As a kid, Mom made my brother and I practice on the piano every day for 30 minutes. She would say that line, “practice makes perfect” and I probably mocked her when she wasn’t looking. It wasn’t until later in life I figured out my Mom wasn’t an idiot. So, maybe practice doesn’t make you perfect… but it will sure make you better.
I think sometimes when we do something as a hobby, we figure we don’t need practice. And, sometimes people claim they are a professional photographer just because they got a Canon Rebel for Christmas — but that would be a rant for another day. I did my 2 years and have an Associate of Applied Science in Visual Communication – Photography degree, have a few killer lenses, and am happy with many of the photos I take. Sometimes I even feel pretty badass when I pick up my 5d mark iii, BUT PHOTOGRAPHY IS MY HOBBY. I’m not an expert.
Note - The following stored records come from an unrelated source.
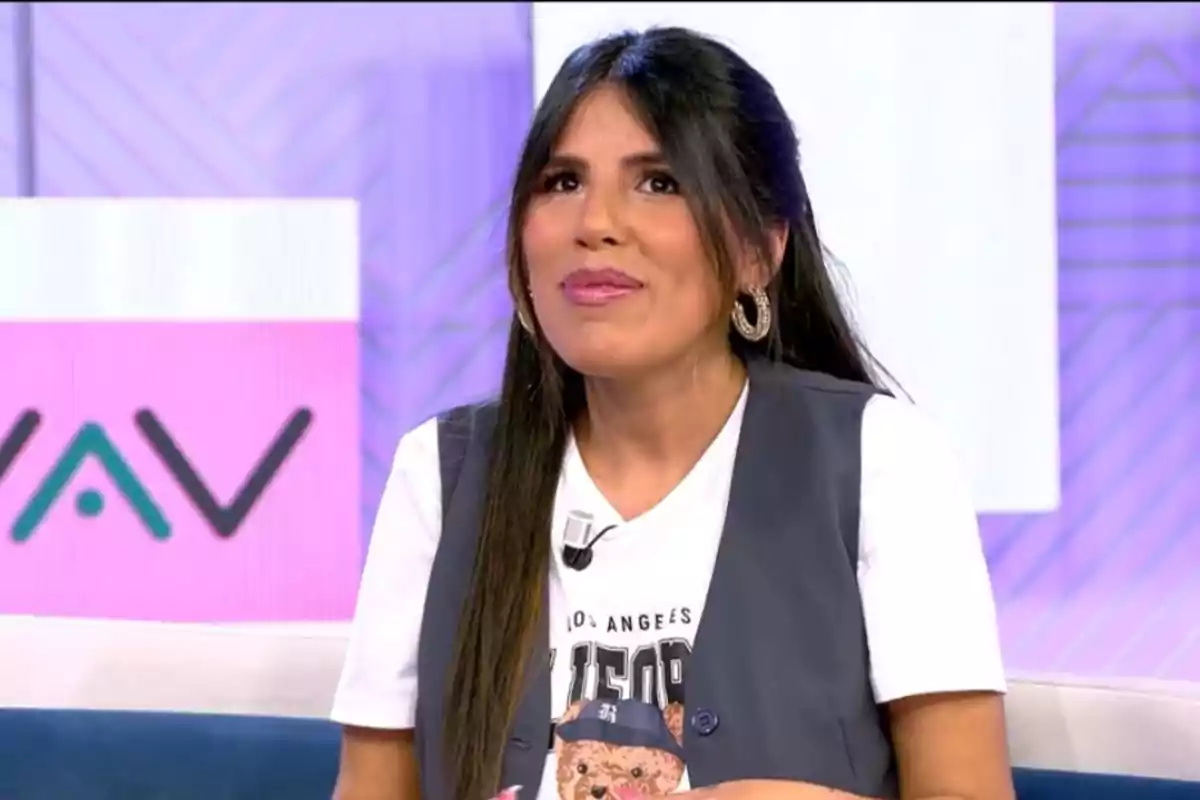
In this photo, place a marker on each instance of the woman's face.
(618, 275)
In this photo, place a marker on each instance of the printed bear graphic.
(609, 749)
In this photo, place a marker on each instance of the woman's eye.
(561, 182)
(660, 184)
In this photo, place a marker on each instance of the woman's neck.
(666, 416)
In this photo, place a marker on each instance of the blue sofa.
(63, 755)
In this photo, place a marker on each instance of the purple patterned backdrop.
(417, 109)
(9, 116)
(1107, 585)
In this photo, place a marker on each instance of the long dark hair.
(733, 150)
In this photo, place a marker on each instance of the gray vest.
(778, 679)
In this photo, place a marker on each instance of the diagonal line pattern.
(1102, 585)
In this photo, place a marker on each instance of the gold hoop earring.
(761, 326)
So if you’re like me and just want to take better photos, why don’t you practice right along with me? Grab your camera and turn that dial away from the little green square.
The AV setting lets you choose your aperture and your camera will choose the shutter speed for you.
Aperture controls the DOF (depth of field), and the f-stop is the measure of that aperture. It is the number that describes how far open the lens aperture is. So the lower the f-stop, the lower number of items will be in focus in your image.
Here’s what you need to remember:
When the aperture gets smaller (higher f-stop), the shutter speed must slow down and/or the iso must speed up to allow the same amount of light to reach the sensor.
(Both photos above were taken in a darkened room so I set the ISO at 1000 — try to stay as near 100 as you can for cleaner shots. And, even f-stop 5.6, as in photo #2, is considered a wide aperture setting. Outdoors on a sunny day, you could try ISO 100, and bump the f-stop up to 11-16 or so to begin your test.)